Angelo Ippolito (7 November 1922 – 29 October 2001) was an American Painting best known for Color Field Oil painting that have been exhibited and collected internationally, as well as for his central role in inaugurating the downtown art scene of postwar New York.[ Angelo Ippolito, 79, an Artist and Professor. The New York Times, 2001-11-07. Retrieved 2019-01-31.]
Biography
Ippolito's family immigrated to the United States when he was 9 years old. After serving in the Philippines during World War II, he studied with Amédée Ozenfant and
John Ferren in New York and
Afro Basaldella in Rome.
[Irving Sandler, "Angelo Ippolito: A Retrospective Exhibition," Binghamton University Art Museum, 2003, p. 2.] In 1952 he and painter Fred Mitchell invited artists
Lois Dodd, William King, and Charles Cajori to join in founding the first
Artist-run space downtown gallery in New York. The Tanager Gallery inaugurated the Tenth Street-
avant-garde scene of the 1950s, and its members soon grew to include artists such as Sally Hazelet,
Alex Katz and Philip Pearlstein. Its primary audience was other artists who were "simultaneously participants and spectators."
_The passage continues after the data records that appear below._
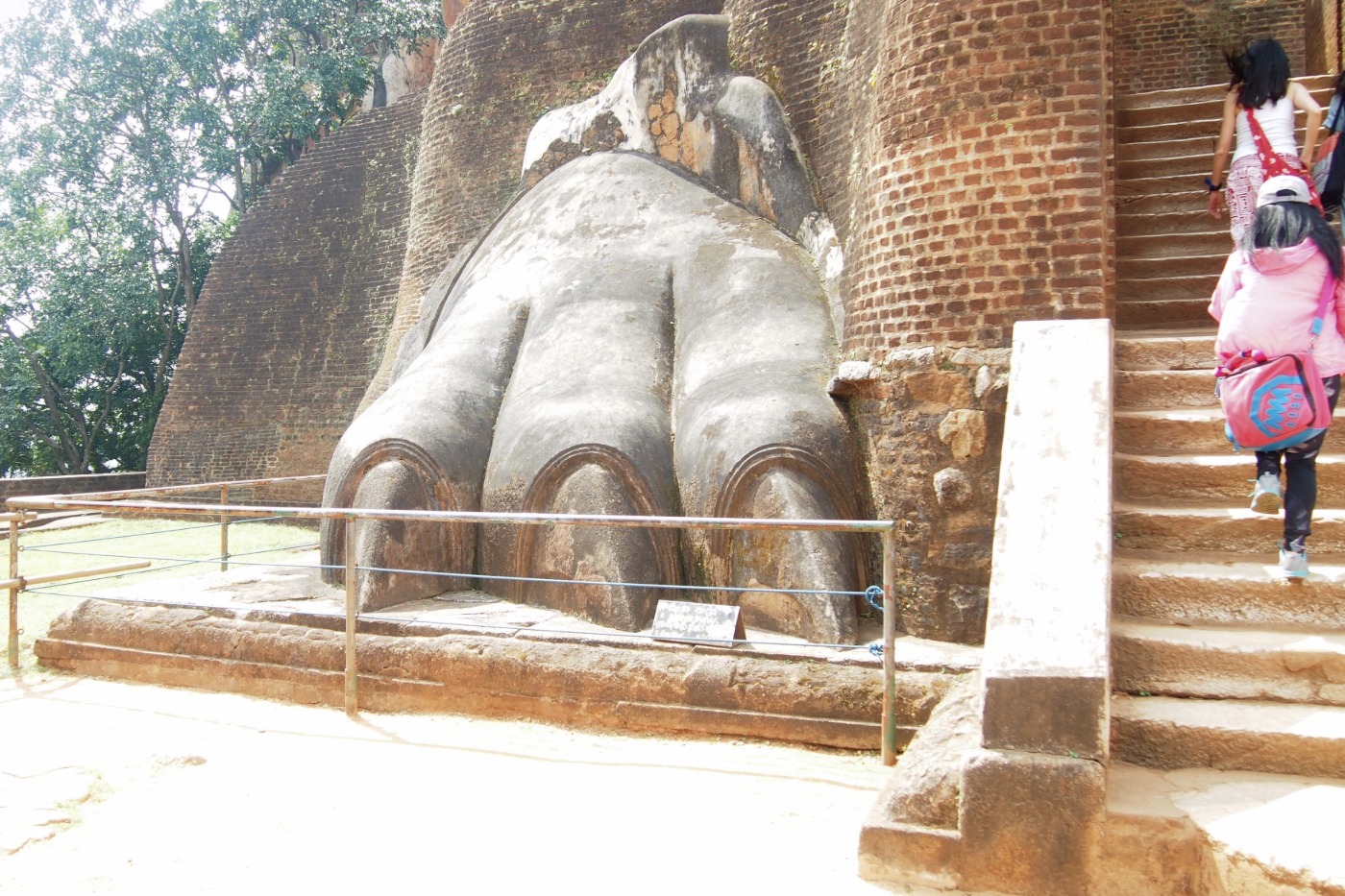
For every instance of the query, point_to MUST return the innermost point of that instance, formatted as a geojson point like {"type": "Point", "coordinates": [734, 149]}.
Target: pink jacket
{"type": "Point", "coordinates": [1268, 302]}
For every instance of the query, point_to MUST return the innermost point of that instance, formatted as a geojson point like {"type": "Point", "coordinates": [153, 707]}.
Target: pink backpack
{"type": "Point", "coordinates": [1271, 403]}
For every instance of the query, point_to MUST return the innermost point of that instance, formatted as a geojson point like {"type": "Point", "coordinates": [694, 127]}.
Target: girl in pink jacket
{"type": "Point", "coordinates": [1267, 299]}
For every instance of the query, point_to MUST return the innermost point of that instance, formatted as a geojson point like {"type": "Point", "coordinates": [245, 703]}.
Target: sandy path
{"type": "Point", "coordinates": [202, 792]}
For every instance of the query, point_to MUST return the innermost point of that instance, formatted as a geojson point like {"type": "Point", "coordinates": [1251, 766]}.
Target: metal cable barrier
{"type": "Point", "coordinates": [150, 502]}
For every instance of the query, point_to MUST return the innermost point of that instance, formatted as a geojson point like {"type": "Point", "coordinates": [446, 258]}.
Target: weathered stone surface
{"type": "Point", "coordinates": [1031, 824]}
{"type": "Point", "coordinates": [611, 358]}
{"type": "Point", "coordinates": [927, 786]}
{"type": "Point", "coordinates": [575, 681]}
{"type": "Point", "coordinates": [1046, 638]}
{"type": "Point", "coordinates": [965, 433]}
{"type": "Point", "coordinates": [954, 487]}
{"type": "Point", "coordinates": [939, 388]}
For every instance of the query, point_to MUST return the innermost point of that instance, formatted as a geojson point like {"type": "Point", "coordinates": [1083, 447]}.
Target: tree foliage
{"type": "Point", "coordinates": [130, 144]}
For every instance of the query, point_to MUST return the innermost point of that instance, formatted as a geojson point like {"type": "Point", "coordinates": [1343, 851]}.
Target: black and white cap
{"type": "Point", "coordinates": [1284, 188]}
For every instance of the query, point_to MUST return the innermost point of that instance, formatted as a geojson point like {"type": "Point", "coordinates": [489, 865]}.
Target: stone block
{"type": "Point", "coordinates": [939, 388]}
{"type": "Point", "coordinates": [1031, 824]}
{"type": "Point", "coordinates": [1046, 637]}
{"type": "Point", "coordinates": [965, 433]}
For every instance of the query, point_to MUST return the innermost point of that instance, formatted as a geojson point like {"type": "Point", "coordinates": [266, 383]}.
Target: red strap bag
{"type": "Point", "coordinates": [1273, 166]}
{"type": "Point", "coordinates": [1271, 403]}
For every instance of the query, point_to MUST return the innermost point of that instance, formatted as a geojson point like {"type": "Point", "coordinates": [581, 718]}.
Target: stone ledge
{"type": "Point", "coordinates": [686, 690]}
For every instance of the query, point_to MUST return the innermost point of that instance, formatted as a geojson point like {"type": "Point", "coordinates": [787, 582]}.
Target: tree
{"type": "Point", "coordinates": [130, 144]}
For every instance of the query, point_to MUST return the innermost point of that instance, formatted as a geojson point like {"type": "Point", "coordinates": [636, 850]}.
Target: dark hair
{"type": "Point", "coordinates": [1260, 73]}
{"type": "Point", "coordinates": [1281, 225]}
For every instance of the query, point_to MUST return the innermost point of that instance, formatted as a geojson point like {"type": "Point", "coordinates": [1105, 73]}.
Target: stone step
{"type": "Point", "coordinates": [1199, 285]}
{"type": "Point", "coordinates": [1172, 732]}
{"type": "Point", "coordinates": [1204, 588]}
{"type": "Point", "coordinates": [1189, 350]}
{"type": "Point", "coordinates": [1226, 529]}
{"type": "Point", "coordinates": [1193, 164]}
{"type": "Point", "coordinates": [1170, 430]}
{"type": "Point", "coordinates": [1207, 108]}
{"type": "Point", "coordinates": [1152, 247]}
{"type": "Point", "coordinates": [1194, 194]}
{"type": "Point", "coordinates": [1177, 97]}
{"type": "Point", "coordinates": [1210, 264]}
{"type": "Point", "coordinates": [1142, 201]}
{"type": "Point", "coordinates": [1228, 662]}
{"type": "Point", "coordinates": [1193, 145]}
{"type": "Point", "coordinates": [1162, 312]}
{"type": "Point", "coordinates": [1167, 832]}
{"type": "Point", "coordinates": [1194, 104]}
{"type": "Point", "coordinates": [1165, 389]}
{"type": "Point", "coordinates": [1170, 131]}
{"type": "Point", "coordinates": [1217, 478]}
{"type": "Point", "coordinates": [1184, 430]}
{"type": "Point", "coordinates": [1179, 221]}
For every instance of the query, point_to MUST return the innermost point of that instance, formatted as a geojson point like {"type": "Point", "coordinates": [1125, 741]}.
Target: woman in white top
{"type": "Point", "coordinates": [1260, 86]}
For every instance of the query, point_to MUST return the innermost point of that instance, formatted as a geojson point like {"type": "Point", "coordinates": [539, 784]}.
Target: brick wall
{"type": "Point", "coordinates": [1179, 43]}
{"type": "Point", "coordinates": [292, 321]}
{"type": "Point", "coordinates": [29, 486]}
{"type": "Point", "coordinates": [964, 153]}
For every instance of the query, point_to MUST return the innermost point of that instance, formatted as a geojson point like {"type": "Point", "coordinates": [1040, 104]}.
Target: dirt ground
{"type": "Point", "coordinates": [110, 787]}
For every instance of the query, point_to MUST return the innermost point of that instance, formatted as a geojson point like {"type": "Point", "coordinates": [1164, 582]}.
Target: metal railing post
{"type": "Point", "coordinates": [13, 593]}
{"type": "Point", "coordinates": [224, 530]}
{"type": "Point", "coordinates": [352, 661]}
{"type": "Point", "coordinates": [890, 638]}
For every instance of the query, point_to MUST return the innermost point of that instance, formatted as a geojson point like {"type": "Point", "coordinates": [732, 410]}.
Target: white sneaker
{"type": "Point", "coordinates": [1266, 494]}
{"type": "Point", "coordinates": [1293, 564]}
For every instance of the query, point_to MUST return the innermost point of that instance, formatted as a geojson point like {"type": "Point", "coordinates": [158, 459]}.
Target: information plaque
{"type": "Point", "coordinates": [696, 623]}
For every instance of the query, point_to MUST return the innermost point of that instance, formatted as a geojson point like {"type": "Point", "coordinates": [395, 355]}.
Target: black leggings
{"type": "Point", "coordinates": [1300, 475]}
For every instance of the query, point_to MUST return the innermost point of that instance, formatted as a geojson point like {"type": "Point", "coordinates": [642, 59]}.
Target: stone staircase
{"type": "Point", "coordinates": [1216, 662]}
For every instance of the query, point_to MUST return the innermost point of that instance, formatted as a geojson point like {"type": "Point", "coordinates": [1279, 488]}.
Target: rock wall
{"type": "Point", "coordinates": [1174, 43]}
{"type": "Point", "coordinates": [295, 314]}
{"type": "Point", "coordinates": [962, 151]}
{"type": "Point", "coordinates": [501, 67]}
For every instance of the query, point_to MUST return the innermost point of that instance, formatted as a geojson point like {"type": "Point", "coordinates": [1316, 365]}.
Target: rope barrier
{"type": "Point", "coordinates": [447, 623]}
{"type": "Point", "coordinates": [624, 584]}
{"type": "Point", "coordinates": [145, 534]}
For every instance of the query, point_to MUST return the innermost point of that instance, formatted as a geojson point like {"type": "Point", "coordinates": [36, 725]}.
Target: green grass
{"type": "Point", "coordinates": [117, 541]}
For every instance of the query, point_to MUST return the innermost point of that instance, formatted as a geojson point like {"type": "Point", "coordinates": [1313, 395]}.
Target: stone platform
{"type": "Point", "coordinates": [279, 631]}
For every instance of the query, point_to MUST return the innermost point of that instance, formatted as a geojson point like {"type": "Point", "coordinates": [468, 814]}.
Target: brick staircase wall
{"type": "Point", "coordinates": [1163, 44]}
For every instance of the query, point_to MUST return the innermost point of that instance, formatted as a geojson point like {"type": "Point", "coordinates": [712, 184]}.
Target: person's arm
{"type": "Point", "coordinates": [1335, 303]}
{"type": "Point", "coordinates": [1221, 150]}
{"type": "Point", "coordinates": [1228, 282]}
{"type": "Point", "coordinates": [1304, 100]}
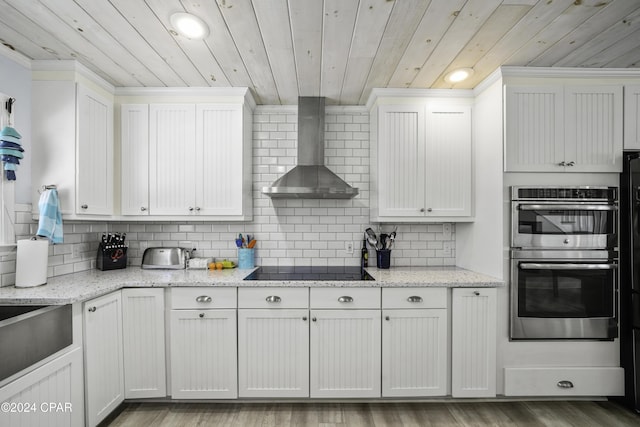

[Irving Sandler, "Angelo Ippolito: A Retrospective Exhibition," Binghamton University Art Museum, 2003, p. 2.] The Tanager's founders actively sought out underrecognized artists, giving a first show to artists who would later become famous, including
Elise Asher,
Alfred Jensen, and
Jasper Johns.
["Angelo Ippolito: Color as Light," ex. cat., Yvette Torres Fine Art, Rockland, Maine, August 3 - September 16, 2018, p. 15.] Ippolito later accepted positions as artist-in-residence at the University of California at Berkeley (1961–62) and as a professor of art at Michigan State University (1963–71) and Binghamton University (1971-2001). After his death on October 29, 2001 he was interred at Green-Wood Cemetery in Brooklyn, New York.
Work
Critic
Robert Rosenblum called Ippolito's inaugural exhibition at the Bertha Schaefer Gallery "a notable event," writing that "his canvases present abstract analogies to a landscape vision, suggesting earth, horizon line and sky; yet the separate realms of land and air are most often fused together in a single coloristic unity." Reviewing his later work, artist-critic
Fairfield Porter described him as one of the few abstract artists "who uses brilliant color as his material instead of something to dress the painting up with."
[Irving Sandler, "Angelo Ippolito: A Retrospective Exhibition," Binghamton University Art Museum, 2003, p. 10.]
Ippolito's canvases from the later 1960s explored the abstract possibilities of the midwestern U.S. landscape. His former teacher John Ferren remarked that he "could spend a summer in the landscape of Ippolito."[Irving Sandler, "Angelo Ippolito: A Retrospective Exhibition," Binghamton University Art Museum, 2003, p. 4.] In the 1970s his paintings became more expansive and bright-hued, prompting critic Hilton Kramer to write, "the pleasure of color remains his primary concern, and he is a virtuoso in the handling of it. Some of his finest effects, in these new paintings, are achieved when he is juggling bold areas of hot color with an almost reckless abandon."[Irving Sandler, "Angelo Ippolito: A Retrospective Exhibition," Binghamton University Art Museum, 2003, p. 16.] In the following two decades, Ippolito's paintings diverged further from their roots in the landscape to explore atmospheric visions. As he told art historian Kenneth Lindsay in 1974, "When I find the color of the painting I find the form."[Kenneth Lindsay, "Angelo Ippolito: Retrospective," ex. cat., Binghamton University, 1975.]
Ippolito's work has been exhibited in international venues such as the Carnegie International and São Paulo Biennale and collected by museums such as the Museum of Modern Art, the Whitney Museum of American Art, the Metropolitan Museum of Art, the Yale University Art Gallery, The Phillips Collection, and the Hirshhorn Museum and Sculpture Garden.["Angelo Ippolito: Color as Light," ex. cat., Yvette Torres Fine Art, Rockland, Maine, August 3 - September 16, 2018, p. 15.]